Impersonation Levels

Impersonation allows a server thread to temporarily assume a client's identity. All access control decisions on that thread evaluate the client's token instead of the server's.

The client controls how far their identity can travel by setting an impersonation level on the connection before it is established. The server MUST NOT escalate beyond the level the client chose.

§8.1.1 Levels #

Four levels, from least to most permissive:

Anonymous. The server MUST NOT identify the caller. The connection carries no identity information — both token inspection and impersonation return a token containing only the Anonymous SID (S-1-5-7).
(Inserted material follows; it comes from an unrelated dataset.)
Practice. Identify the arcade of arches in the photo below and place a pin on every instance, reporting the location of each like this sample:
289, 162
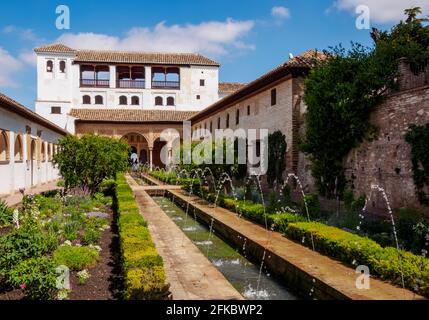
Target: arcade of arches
144, 138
There is no API that bypasses the client's choice.

Identification. The server can identify the caller (read SIDs, query groups, inspect privileges) but MUST NOT act as them. An Identification-level token MUST NOT be used for AccessCheck against resources. If a server thread impersonates an Identification-level token and attempts to open a file, the access check fails.

Impersonation. The server can act as the caller for all local operations, including operations that cross local IPC boundaries. If service A impersonates client B at Impersonation level and connects to service C (also local), service C sees client B's identity. Identity cascades freely across local services. This is the default level.

Delegation. For local operations, identical to Impersonation. The distinction activates at the network boundary: a Delegation-level token carries authorization for the server to forward the client's identity to services on other machines via Kerberos delegation. KACS enforces the level; authd acts on it for network-level credential forwarding.

The level is set by the client via a KACS syscall on the socket before connect(). The default is Impersonation.